Seg, 16/11/2020 - 20:38
Estamos a viver uma situação limite, impensável para quem cresceu no último século e se habituou a acreditar num mundo em permanente progresso, a caminho de vidas gratificantes, longe das misérias que a memória histórica registou.
Afinal há monstros invisíveis que a mais alta ciência muito mal conhece, capazes de nos reduzir à insignificância e semear a desolação e a morte, que esmagam a serenidade, instalam o medo e a insânia.
As lideranças políticas continuam a dar sinais de desorientação, mesmo de pânico, o que não contribui para que as suas decisões sejam encaradas com confiança.
O recolher obrigatório para todos os dias não parece ter suscitado grandes reacções negativas da maioria dos cidadãos, que tinham ouvido elogios a propósito do confinamento da Primavera. Mas as medidas estabelecidas para os fins de semana foram mal recebidas, talvez porque não era possível encontrar-lhes explicação razoavelmente racional, nem justificação para eventuais melhorias na segurança e contenção da epidemia.
De facto, os restaurante têm vindo a cumprir com bastante eficácia as regras de distanciamento, higiene e limitação de grupos, ao mesmo tempo que alargaram o serviço para fora, importante para o conforto diário de largos milhares de pessoas. Não poderem manter um serviço que afinaram há meses parece estranho.
Ao mesmo tempo, as primeiras medidas anunciadas não estabeleciam limitações aos horários da grandes superfícies, reconhecendo a sua utilidade para o abastecimento quotidiano, permitindo a distribuição dos consumidores ao longo de todo o dia, importante para que não se verificassem concentrações. Mas, numa reacção inesperada à possibilidade de esses horários serem alargados para mais cedo, nova medida foi decidida: em vez de corrigir tranquilamente o eventual abuso, a solução encontrada foi a da embirração, que prejudicou principalmente quem tem procurado agir com sensatez, não esperando ver-se obrigado a mergulhar na multidão agitada que será inevitável nas cinco horas autorizadas para as compras nas manhãs de sábado e domingo.
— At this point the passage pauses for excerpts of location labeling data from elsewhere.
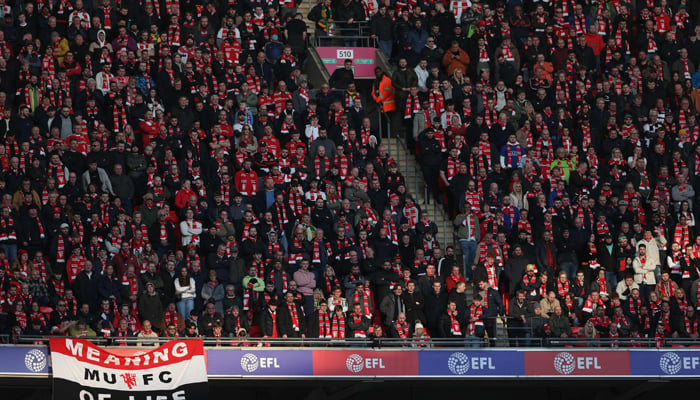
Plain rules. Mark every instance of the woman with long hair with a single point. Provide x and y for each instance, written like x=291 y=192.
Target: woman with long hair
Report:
x=185 y=292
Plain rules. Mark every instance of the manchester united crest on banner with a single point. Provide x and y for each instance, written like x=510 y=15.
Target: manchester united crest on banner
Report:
x=174 y=371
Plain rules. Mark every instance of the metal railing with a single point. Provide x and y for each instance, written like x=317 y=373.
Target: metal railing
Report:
x=468 y=342
x=358 y=33
x=401 y=153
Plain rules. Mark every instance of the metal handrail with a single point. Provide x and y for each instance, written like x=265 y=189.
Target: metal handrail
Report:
x=363 y=40
x=385 y=342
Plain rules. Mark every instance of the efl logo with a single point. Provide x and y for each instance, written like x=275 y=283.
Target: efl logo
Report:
x=459 y=364
x=672 y=363
x=355 y=363
x=251 y=362
x=35 y=360
x=565 y=363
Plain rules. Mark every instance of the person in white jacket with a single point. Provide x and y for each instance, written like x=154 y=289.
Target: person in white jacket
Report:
x=185 y=291
x=191 y=229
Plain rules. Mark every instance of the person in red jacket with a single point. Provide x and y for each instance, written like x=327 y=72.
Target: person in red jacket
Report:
x=183 y=195
x=246 y=180
x=149 y=128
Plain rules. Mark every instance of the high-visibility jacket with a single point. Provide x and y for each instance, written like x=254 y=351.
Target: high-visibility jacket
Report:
x=384 y=95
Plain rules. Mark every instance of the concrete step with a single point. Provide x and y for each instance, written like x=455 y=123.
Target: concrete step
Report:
x=415 y=185
x=304 y=9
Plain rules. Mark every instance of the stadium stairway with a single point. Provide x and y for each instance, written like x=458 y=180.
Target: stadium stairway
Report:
x=415 y=185
x=304 y=7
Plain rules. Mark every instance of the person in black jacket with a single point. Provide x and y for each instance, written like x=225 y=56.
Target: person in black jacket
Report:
x=292 y=321
x=493 y=308
x=269 y=321
x=86 y=286
x=162 y=234
x=320 y=322
x=430 y=159
x=357 y=324
x=435 y=303
x=415 y=305
x=452 y=323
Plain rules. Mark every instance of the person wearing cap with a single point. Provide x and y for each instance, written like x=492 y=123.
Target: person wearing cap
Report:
x=150 y=306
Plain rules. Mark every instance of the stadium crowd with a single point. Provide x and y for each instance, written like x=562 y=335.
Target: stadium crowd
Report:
x=167 y=170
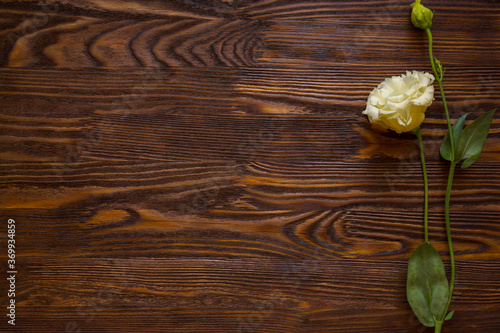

Assim não se cultiva a confiança nas instituições, ao mesmo tempo que se agravam as dificuldades de empresas que garantem milhares de postos de trabalho e a angústia de milhões de cidadãos, que merecem mais do que simplesmente lhes fechem na cara as portas das suas próprias casas, como se se tratasse de uma turba de dez milhões de malandros empedernidos.
Entretanto, verdadeiras centrais de propaganda do poder em exercício vão disseminando o insulto soez sobre quem chama à atenção para possíveis consequências nefastas de medidas tomadas a esmo e, principalmente, sobre a comunicação social, numa manifestação de maniqueísmo que, pelo vistos, sempre esteve latente num país que devia ter aproveitado a lição da longa experiência do regime autoritário, obscurantista e pacóvio que marcou a nossa história recente.
Acresce que a informação sobre o desenvolvimento da epidemia tem vindo a ser objecto de limitações, nunca assumidas mas reais, nomeadamente ao nível local e regional, situação que promete confrontar-nos com surpresas de mau gosto. Então poderemos não ter outro remédio senão chorar e ranger os dentes, como anunciam os evangelhos para os tempos do fim.